I’ve spent the last few days writing the section of of a training course that deals with writing CVs and resumes. It’s been unexpectedly interesting, perversely enough because most of the material I’ve been dealing with tries to be so damn serious and sensible, and I’ve been buried under a ton or it – advice from jobsearch websites, templates for CVs, example CVs and the like.
Most of the rules for writing CVs and resumes are straightforward and obvious – which is not to say we don’t all need reminding of them from time to time.
Keep it simple (content, language, structure, formatting) because whoever reads it is going to get bored within seconds if the print is too small, layout too fussy, or inappropriate technical language is used. Okay, if you’re a research chemist, automotive engineer, IT specialist or the like you may need to use technical and scientific terms to explain what you’ve been doing for the last few years but most of us aren’t and don’t.
Keep it as short as you reasonably can (1-2 pages for a resume, 3-4 if possible for a CV). No one reading these things wants to scroll through 13 pages of stuff, and the worth of a CV isn’t measured by the weight of the paper pr length of the file.
If there’s an ‘industry standard’ for your industry, use that structure. IT in particular expects a format that doesn’t follow the generic guidelines.
The last couple of decades seems to have seen a move towards opening CVs and resumes with a short personal profile or personal statement. This needs to be specific – ‘good sense of humour’ (or even ‘twisted sense of humour’) may be a de facto requirement of many jobs but no one who reads a CV is going to want to read that. And what makes your particular sense of humour ‘good’ anyway?
For the rest, there seem to be two general patterns to choose from. The first is a short list of skills and experiences, with education and employment shown afterwards as essentially the ‘evidence’ for the key points you want to present about yourself. The second is a more traditional format with qualifications and employment history first, and the skills and experiences section following as an indication of what a reader should be able to interpret from the ‘raw data’.
I have to say, though, that one of the things that strikes me about CVs is how far the quest for seriousness seems to drive out creativity. I doubt that CVs have ever been regarded as appropriate documents for the exercise of creative imagination (ok, people tweak CVs to fit particular job and person specifications and there can be some re-interpretation of one’s life history involved…).

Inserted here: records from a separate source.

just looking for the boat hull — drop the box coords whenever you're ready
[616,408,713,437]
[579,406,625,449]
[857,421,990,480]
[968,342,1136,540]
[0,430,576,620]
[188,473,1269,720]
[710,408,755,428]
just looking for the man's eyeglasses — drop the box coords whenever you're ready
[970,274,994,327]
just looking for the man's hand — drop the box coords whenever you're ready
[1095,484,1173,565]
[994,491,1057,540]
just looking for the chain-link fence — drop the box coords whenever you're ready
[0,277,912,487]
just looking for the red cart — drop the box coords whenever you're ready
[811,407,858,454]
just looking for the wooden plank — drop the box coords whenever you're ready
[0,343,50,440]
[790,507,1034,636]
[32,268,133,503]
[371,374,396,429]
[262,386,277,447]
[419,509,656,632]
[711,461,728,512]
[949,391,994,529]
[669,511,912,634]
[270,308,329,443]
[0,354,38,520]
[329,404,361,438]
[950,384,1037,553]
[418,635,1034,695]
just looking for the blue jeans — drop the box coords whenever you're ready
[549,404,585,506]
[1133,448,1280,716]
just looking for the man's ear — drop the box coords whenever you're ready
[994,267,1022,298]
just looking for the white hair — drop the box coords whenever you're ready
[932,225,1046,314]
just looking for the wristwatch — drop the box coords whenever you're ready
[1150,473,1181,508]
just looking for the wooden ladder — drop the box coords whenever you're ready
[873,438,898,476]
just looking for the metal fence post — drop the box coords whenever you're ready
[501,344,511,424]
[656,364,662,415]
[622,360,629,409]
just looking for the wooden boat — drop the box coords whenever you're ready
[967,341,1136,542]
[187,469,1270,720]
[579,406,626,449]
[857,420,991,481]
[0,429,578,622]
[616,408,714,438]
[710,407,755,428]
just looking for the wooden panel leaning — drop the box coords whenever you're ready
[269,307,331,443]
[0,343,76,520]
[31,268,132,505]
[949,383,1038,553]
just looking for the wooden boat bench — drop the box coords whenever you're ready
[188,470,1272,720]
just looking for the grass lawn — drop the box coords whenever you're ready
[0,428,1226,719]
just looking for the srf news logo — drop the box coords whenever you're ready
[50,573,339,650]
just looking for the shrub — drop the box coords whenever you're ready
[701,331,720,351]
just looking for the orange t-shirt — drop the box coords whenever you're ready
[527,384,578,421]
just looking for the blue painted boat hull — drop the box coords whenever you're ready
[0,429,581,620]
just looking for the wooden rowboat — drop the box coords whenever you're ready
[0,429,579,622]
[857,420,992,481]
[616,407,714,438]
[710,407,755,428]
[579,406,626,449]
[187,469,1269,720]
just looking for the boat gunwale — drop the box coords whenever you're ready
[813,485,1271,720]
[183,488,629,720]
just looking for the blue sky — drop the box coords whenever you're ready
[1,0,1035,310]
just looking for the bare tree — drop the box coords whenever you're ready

In part this will be down to matters such as legal requirements and processes. If the job of putting bells and whistles on things can legally only be done by someone with appropriate professional qualifications and certification to practise, your CV will need to state that you have been a fully accredited member of the Institute of Bell and Whistle Design and Fitting Professionals since 1973 (or whatever). Recruiters would need to know that. Some of it will also be down to the business culture, because people want to recruit dedicated people who are serious about making a contribution to the corporate enterprise.
However it’s at this point that I thank my lucky stars I’m freelance. And I’ll share a secret with you. I haven’t updated my CV or resume for well over a year. This is because most of my work is self-generated and stands or falls on its own merits, not on a list of previous experience and skills.
As and when I do update them, they should probably start with a profile along the lines of ‘Jon Vagg is an experienced writer, editor, proofreader and researcher. He has a PhD in sociology and writes distance learning courses and training materials in the areas of social science and management. He has also authored several academic and nonfiction books, along with numerous articles and some short stories.’
Finally (for this post) if you’re a creative type, you’re in trouble. Many sources say CVs for ‘creatives’ are often difficult to construct and frequently don’t read in a standard format because they can’t. Frequently they will just boil down to a list of published pieces, or discography, or paintings completed/exhibited/sold, along with a rough indication of current projects. They might include stuff like media appearances, voluntary work and the like, but it’s debatable how much of who a creative ‘is’ can be captured in any traditional CV format.
For me personally, the ‘creative’ side of what I do means that the short author tags that go on jacket blurbs, lists of contributors, etc. are more significant than CVs (not least because they’re probably read by at least three or four more people!). And the idea is usually to intrigue and amuse. I can offer two versions.
The semi-formal statement, used at a recent local literary event: ‘Jon Vagg is primarily an author of educational and training materials. He has been writing speculative/science fiction for around 10 years but only recently started to get published. In 2009 his short stories appeared in Theaker’s Quarterly Fiction, Sinister Tales, Ballista and Ignavia. He is a recent member (though infrequent attender) of the Speculators writing group.’
The off-the-wall statement, currently tagged to stories sent out to SF/horror mags: ‘Jon Vagg drinks too much coffee and gets bored easily. Much of his writing is done late at night. The nature of his imagination means he has no social life to speak of. He is based in the UK and has previously published in Theaker’s Quarterly Fiction, Ballista, Ignavia, and online in Dark Fire.’
It would be interesting to speculate about what ‘creative’ things some professional/business people might say about themselves if given the chance, and whether these comments might reveal more intriguing sides of them than their CV.